Wednesday, June 13, 2012

Para.. para..

I am acrophobic. And I don't like being acrophobic, but that is what I am.

Acrophobic berarti orang yang takut ketinggian, dan saya salah satunya. Saya ga bisa ingat sejak kapan saya takut ketinggian. Yang saya ingat, saya selalu deg-degan dan sedikit gemetar tiap kali harus menyeberang dengan jembatan penyeberangan (terutama jembatan penyeberangan di gerbatama UI, yang juga menyeberangi rel kereta. Tinggi banget!!). Saya selalu ingin nutup mata tiap kali naik lift yang kacanya transparan. Saya ga berani liat ke bawah tiap kali naik eskalator atau jalan-jalan di mall, karena kalau saya lakukan perut saya rasanya langsung mual. Pernah satu kali saya pergi ke Anyer dan saya naik ke puncak sebuah mercusuar bersama beberapa teman, saya hanya berani duduk merapat ke tembok sambil berpegang erat-erat ke pagar penyangga dengan wajah pucat sementara teman-teman saya asyik bergaya dan berfoto. Saya juga pernah dipaksa naik wahana Kora-Kora di Dufan oleh beberapa teman, dan saya hanya bisa menutup mata, merasakan jantung saya hampir copot sampai akhirnya tangisan saya pecah di atas wahana itu.Yah, itulah saya.

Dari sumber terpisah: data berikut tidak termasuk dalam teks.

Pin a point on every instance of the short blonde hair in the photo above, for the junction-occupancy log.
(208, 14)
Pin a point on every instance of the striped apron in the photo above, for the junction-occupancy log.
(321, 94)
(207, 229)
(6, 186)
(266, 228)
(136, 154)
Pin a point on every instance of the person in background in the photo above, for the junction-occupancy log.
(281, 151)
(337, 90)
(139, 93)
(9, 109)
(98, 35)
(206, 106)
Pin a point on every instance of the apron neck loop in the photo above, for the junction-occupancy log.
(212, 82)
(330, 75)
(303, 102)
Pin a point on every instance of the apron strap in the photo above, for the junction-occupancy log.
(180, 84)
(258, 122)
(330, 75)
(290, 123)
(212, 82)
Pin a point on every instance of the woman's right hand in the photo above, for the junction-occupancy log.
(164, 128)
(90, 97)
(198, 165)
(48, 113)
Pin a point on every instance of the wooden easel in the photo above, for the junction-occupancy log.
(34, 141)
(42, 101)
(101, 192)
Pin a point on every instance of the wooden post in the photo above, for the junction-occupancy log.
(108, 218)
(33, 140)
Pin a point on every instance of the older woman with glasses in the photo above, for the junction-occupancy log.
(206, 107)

Sering kali saya dapat ucapan dari teman-teman saya seperti, "Ga asik lo! Gitu aja takut.Cupu!" atau "Gaya tengil macam jagoan tapi ga berani nyoba yang tinggi-tinggi". Puas deh sepanjang hidup saya denger omongan kayak gitu. Saya cuma bisa cengar-cengir kecut tiap kali denger semua ucapan teman-teman saya tadi. Ga masalah mereka mau bilang apa, selain sama hiu, saya emang takut juga sama yang namanya ketinggian, jadi mau gimana lagi.

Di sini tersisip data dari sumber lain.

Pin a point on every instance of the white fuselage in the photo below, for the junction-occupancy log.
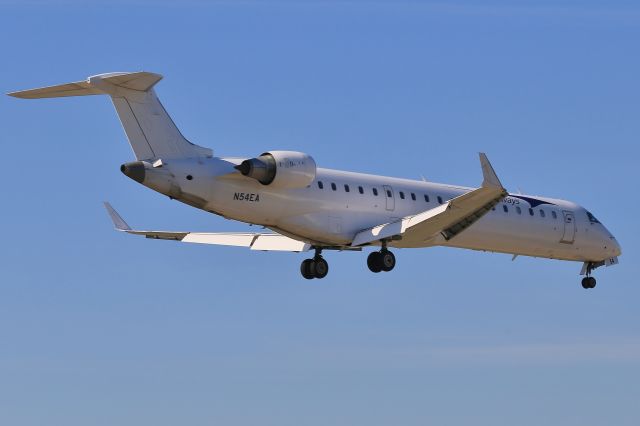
(338, 204)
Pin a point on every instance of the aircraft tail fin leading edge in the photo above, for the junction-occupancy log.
(149, 128)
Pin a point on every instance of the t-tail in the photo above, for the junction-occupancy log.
(150, 130)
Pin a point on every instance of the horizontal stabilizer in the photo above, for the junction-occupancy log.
(79, 88)
(139, 81)
(151, 132)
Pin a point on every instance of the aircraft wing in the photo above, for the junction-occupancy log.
(447, 220)
(254, 241)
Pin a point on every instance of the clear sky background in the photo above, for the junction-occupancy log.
(99, 328)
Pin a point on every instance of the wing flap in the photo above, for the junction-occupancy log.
(254, 241)
(447, 220)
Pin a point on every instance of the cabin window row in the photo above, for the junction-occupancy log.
(531, 212)
(374, 190)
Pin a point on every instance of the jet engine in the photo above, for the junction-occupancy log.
(280, 169)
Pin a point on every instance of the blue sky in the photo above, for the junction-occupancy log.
(98, 328)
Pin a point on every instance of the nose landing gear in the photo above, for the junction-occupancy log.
(314, 268)
(589, 281)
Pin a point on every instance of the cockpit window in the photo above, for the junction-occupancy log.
(592, 218)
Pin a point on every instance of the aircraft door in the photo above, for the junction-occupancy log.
(389, 197)
(569, 234)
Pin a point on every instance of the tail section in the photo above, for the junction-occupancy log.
(150, 130)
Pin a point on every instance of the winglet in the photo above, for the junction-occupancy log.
(489, 175)
(118, 221)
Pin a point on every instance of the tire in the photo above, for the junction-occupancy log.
(585, 283)
(321, 268)
(374, 262)
(387, 261)
(306, 269)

Tapi biarpun takut tinggi, saya ga takut naik pesawat. Karena mungkin saya merasa aman berada di dalamnya. Saya jadi ingat pengalaman pertama saya naik pesawat, antara excited dan takut setengah mati. Saya tidak akan pernah lupa penerbangan pertama saya ke Bali dengan 3 orang teman. Waktu itu saya dapat tempat duduk terpisah dari 3 teman saya tersebut, tapi karena teman saya tahu persis kalau itu adalah pertama kalinya saya naik pesawat dan saya sebenarnya penakut, jadilah saya bertukar posisi dengan salah seorang teman. God bless her :-p. Saat take off dan landing adalah saat-saat yang paling saya ga suka. Lagi-lagi saya menutup mata plus menggenggam erat-erat bangku pesawat (dan tangan teman saya) ketika itu. Walaupun diketawain sama teman saya, saya udah ga mau ambil pusing dan tetep melanjutkan ritual tersebut. Sampai sekarang pun, tiap kali take off dan landing dengan pesawat, saya lebih suka menutup mata saya, mengatur napas sedemikian rupa dan berpegang pada sesuatu sambil komat-kamit dalam hati: All is well... All is well... 

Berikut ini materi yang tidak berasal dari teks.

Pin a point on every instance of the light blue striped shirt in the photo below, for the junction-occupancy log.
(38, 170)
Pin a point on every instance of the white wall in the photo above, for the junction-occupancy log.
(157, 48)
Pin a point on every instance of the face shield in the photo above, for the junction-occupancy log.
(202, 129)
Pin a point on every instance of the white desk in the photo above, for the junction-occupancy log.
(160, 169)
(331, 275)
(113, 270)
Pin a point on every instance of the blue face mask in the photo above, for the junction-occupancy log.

Saya ga tau apakah acrophobia saya ini termasuk dalam ukuran parah, lumayan atau biasa-biasa saja. Tapi saya sudah membulatkan tekad untuk pelan-pelan mengatasinya. Beberapa waktu lalu tercetuslah sebuah ide dari teman saya untuk mencoba tandem paragliding (paralayang) di Puncak. Di satu sisi saya tertarik banget untuk nyoba, saya selalu senang dan penasaran dengan hal-hal baru. Tapi di sisi lain, saya ga berani membayangkan betapa tingginya nanti saya akan melayang, di alam terbuka, tanpa pelindung apa-apa. Bayangan seperti parasut yang ga akan terbuka atau tiba-tiba saya jatuh dari ketinggian melintas di kepala saya. I'm terrified, but I have to face it. I want to experience it so bad. Maka, saya pun mengiyakan ajakan itu.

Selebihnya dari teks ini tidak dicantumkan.